After banks and regulators threatened to redline and boycott communities hardest hit by the housing crisis, Mary Kay Henry, President of the Service Employees International Union (SEIU), issued the following statement:
"The housing crisis for working families, and communities of color in particular, is far from over. Yet regulators and banks have done little to support struggling homeowners. Many economists have called for broadly reducing the mortgage principal for underwater homeowners but banks, Fannie Mae and Freddie Mac have blocked federal action at every turn.
"Tired of waiting on the banks and regulators, community groups, and labor unions, including SEIU members, are taking action to find solutions locally.
"In one effort, advanced by Richmond, California and other cities, the cities are stepping in to acquire troubled mortgages, with the goal of fixing them and keeping homeowners in their homes.

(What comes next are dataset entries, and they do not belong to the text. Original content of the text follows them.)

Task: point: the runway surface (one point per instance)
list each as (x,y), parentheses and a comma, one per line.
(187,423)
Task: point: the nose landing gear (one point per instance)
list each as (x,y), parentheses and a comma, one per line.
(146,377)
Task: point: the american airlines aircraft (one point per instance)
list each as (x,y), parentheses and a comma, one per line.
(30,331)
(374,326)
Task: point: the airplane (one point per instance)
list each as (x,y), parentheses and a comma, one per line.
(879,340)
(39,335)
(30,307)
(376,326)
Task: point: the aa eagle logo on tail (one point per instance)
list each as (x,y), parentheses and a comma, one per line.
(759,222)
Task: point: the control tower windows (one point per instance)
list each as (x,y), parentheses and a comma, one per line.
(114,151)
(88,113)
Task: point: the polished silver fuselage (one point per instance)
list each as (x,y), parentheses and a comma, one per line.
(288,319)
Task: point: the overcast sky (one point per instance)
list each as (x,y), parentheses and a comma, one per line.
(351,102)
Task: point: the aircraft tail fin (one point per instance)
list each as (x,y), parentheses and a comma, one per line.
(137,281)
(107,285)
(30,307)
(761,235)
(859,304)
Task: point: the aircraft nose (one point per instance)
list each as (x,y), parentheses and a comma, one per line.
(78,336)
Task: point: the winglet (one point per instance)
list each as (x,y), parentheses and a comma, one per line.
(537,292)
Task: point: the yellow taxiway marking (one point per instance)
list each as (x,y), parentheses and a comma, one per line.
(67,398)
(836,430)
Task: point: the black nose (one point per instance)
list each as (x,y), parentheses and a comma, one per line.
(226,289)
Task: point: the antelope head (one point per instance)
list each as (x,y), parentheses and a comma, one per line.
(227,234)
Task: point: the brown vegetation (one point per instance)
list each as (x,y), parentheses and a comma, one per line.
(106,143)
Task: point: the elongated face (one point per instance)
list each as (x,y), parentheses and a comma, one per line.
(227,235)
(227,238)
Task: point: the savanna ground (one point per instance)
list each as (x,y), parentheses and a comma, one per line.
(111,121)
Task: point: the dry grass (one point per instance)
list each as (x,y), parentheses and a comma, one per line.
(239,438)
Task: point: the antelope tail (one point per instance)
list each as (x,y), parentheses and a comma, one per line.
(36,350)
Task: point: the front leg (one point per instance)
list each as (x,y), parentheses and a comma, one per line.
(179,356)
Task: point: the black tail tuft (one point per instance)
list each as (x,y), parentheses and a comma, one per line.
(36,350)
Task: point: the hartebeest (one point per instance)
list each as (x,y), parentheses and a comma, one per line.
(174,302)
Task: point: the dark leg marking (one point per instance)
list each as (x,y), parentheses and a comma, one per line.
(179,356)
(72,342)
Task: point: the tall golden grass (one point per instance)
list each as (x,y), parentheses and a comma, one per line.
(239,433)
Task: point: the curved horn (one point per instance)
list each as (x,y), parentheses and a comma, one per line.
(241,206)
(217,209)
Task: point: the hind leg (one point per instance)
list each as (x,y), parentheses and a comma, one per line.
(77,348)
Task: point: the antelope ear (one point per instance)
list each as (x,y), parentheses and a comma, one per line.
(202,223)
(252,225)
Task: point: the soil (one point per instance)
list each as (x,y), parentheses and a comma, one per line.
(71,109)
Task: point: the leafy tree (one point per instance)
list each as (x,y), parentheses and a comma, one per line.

If the current loan holders refuse to cooperate, these cities will consider the use of eminent domain to acquire the loans and pay the banks/bondholders fair market value as required by law.
"The Federal Housing Finance Agency has essentially threatened a boycott of cities exploring this option to help their residents and communities even though the law says these are clearly local decisions. We should be encouraging, not blocking or punishing, communities search for legal and development tools to help homeowners and stabilize neighborhoods devastated by the housing crisis.
"SEIU members are standing with these local communities. Given the shameful lack of action federally, it should be no surprise that hard-hit communities are searching for local solutions. We are calling on our elected representatives to join us in standing with Richmond, CA and other cities that are advancing this local strategy."